The other element is regulatory reform. Despite resilience having become an industry buzzword over the past year or so, there is currently no recognition of it in the national electricity rules (NER). This would start with a definition. CutlerMerz refers to “the capacity of communities to prepare for, absorb and recover from natural hazard events and to learn, adapt and transform in ways that enhance these capacities in the face of future events.”

(This definition, which is derived from the work of the Bushfire and Natural Hazards CRC, emphasises the social and adaptive nature of resilience. Older definitions, especially those derived from the electricity sector itself, tend to tend to view resilience in engineering and defensive terms, as a matter of withstanding shocks to the system.)

Also important is a way of quantifying resilience. The AER recently had a crack at developing a metric for widespread and long duration outages (WALDOs) but it went nowhere. Many impacts of severe weather events like bushfires and cyclones do not affect widespread areas, so would have been excluded in any case.
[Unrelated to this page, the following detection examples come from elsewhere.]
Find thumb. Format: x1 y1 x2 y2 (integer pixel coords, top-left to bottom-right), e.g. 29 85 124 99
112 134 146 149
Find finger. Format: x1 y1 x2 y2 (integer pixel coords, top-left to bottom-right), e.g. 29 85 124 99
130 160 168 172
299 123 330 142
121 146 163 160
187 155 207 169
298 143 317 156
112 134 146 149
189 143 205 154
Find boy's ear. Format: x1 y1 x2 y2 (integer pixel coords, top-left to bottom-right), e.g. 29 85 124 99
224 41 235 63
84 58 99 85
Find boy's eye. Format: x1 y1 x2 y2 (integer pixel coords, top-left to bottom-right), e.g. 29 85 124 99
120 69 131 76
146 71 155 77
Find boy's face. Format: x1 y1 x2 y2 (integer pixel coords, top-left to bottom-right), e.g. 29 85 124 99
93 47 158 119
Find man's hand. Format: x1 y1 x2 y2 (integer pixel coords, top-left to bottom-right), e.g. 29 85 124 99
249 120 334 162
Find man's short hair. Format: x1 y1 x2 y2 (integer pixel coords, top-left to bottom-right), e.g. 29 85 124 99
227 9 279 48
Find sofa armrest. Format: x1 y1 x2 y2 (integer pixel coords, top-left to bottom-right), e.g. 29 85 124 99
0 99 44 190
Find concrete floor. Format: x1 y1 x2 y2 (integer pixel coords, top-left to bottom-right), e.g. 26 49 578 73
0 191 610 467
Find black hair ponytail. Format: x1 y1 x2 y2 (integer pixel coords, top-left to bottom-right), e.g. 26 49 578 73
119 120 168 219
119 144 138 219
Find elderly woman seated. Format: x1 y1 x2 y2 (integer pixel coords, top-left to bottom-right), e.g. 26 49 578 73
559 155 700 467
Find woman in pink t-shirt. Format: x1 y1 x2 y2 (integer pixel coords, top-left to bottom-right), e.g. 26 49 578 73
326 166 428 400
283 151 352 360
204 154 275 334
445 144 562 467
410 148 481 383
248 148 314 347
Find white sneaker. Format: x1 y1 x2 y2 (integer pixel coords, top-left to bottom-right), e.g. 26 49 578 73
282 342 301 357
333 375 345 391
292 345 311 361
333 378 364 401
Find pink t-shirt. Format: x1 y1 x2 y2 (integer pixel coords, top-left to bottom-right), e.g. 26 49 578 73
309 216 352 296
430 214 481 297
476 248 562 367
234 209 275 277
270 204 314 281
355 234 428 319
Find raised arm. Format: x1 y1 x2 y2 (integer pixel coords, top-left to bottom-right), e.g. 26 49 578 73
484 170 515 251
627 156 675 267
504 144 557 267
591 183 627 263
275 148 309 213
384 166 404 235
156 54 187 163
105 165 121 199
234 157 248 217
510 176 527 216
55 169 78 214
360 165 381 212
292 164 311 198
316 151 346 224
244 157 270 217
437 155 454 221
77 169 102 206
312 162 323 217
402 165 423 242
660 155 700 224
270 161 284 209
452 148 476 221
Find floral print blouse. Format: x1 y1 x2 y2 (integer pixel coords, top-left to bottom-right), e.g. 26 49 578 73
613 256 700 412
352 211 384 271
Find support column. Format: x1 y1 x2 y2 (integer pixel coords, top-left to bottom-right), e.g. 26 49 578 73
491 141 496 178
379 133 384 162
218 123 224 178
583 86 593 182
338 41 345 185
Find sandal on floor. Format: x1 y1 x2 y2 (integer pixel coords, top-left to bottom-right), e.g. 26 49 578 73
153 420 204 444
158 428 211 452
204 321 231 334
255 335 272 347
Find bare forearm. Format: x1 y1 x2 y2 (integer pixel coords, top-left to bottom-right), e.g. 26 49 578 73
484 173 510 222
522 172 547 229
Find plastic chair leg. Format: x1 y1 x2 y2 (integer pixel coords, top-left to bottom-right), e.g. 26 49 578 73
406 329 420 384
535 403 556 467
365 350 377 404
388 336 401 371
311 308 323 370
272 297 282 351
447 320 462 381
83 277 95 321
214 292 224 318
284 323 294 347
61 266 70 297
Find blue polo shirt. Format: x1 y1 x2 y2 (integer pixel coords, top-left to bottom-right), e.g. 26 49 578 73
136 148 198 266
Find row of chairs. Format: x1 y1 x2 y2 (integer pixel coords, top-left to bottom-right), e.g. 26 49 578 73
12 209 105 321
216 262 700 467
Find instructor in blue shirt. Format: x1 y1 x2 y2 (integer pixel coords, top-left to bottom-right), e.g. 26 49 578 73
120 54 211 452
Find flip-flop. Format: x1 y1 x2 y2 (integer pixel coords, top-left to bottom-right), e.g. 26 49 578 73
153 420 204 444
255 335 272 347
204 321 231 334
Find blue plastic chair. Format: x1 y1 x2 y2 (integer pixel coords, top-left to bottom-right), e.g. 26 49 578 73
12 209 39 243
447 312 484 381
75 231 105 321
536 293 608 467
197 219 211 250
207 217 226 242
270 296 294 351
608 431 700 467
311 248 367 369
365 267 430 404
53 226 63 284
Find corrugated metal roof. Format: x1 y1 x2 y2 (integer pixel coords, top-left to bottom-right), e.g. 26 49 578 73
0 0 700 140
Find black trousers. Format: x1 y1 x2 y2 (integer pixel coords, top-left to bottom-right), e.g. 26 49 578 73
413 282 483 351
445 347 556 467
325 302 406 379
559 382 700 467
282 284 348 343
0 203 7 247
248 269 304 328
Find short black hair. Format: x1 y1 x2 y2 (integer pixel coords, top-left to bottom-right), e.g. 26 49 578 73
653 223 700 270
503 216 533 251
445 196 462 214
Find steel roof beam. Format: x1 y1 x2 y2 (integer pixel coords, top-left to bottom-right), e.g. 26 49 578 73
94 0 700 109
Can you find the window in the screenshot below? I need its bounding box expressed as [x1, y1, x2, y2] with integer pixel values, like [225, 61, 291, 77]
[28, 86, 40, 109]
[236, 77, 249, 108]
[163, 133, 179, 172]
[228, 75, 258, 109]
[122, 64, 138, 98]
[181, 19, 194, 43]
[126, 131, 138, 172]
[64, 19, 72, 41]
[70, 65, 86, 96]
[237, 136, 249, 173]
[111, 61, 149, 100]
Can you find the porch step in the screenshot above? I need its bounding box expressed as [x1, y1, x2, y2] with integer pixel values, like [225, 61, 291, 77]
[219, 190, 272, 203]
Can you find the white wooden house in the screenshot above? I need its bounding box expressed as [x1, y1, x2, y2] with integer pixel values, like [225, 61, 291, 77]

What is needed above all, though, is a mechanism to incentivise distribution networks to invest in assets and services which increase the resilience of the grid to the benefit of consumers. At present, there is no positive requirement under the existing framework for networks to make investments to increase system resilience.

In fact, there are disincentives to investing in resilience (eg, the regulatory regime rewards networks for underspending on capex and opex).

The Total Environment Centre and partners are intending to submit a rule change request to the Australian Energy Market Commission early next year to remedy this problem. This is one of the recommendations of the CutlerMerz study. Our proposal will require networks to consider the long-term impacts of more frequent and intense severe weather events in their five yearly revenue proposals, and to plan accordingly.

While regulators will need to be vigilant about giving the green light to another round of network goldplating, this should lead to lower electricity prices in the medium to long term, for two reasons.

One, distribution networks will invest in assets and services which are less likely to be damaged by severe weather events and require repeated rebuilding.

And two, if resilience services are more cheaply obtained from DER than from centralised assets, this is likely to stimulate a long-term shift away from replacing transmission level poles, wires and substations with like for like assets at the end of their lifespans.

The shrinkage will not stop there. Western Power is reportedly considering decommissioning up to half of its distribution network poles and wires over the next decade as it moves isolated customers and communities onto standalone systems and microgrids.

In a reversal of the old top-down energy supply paradigm, when every customer or community becomes a power station and trader, the old centralised system may eventually be there mostly as a source of backup supply for when local generators or individual systems are offline.

Then the question that arises will be, how much are we prepared to pay for what is effectively a form of insurance? With governments falling over themselves to invest in or underwrite large scale generation and transmission assets, consumers might not have much choice but to pay through the nose over decades for a string of very large white elephants, while local communities go about the business of adapting as best they can to a rapidly changing world.

  • *This article is based on the webinar slide pack rather than the project final report.
  • **Author’s guesstimate of total forecast expenditure related to DER integration in the most recent round of distribution network revenue proposals.
  • *** Approximate total of modelled costs for network investments in the 2020 ISP optimal development path.

Mark Byrne is Energy market advocate at the Total Environment Centre (aka #rulechangesrus). 

Disclosure: TEC had a minor role in the CutlerMerz project, reviewing the regulatory framework.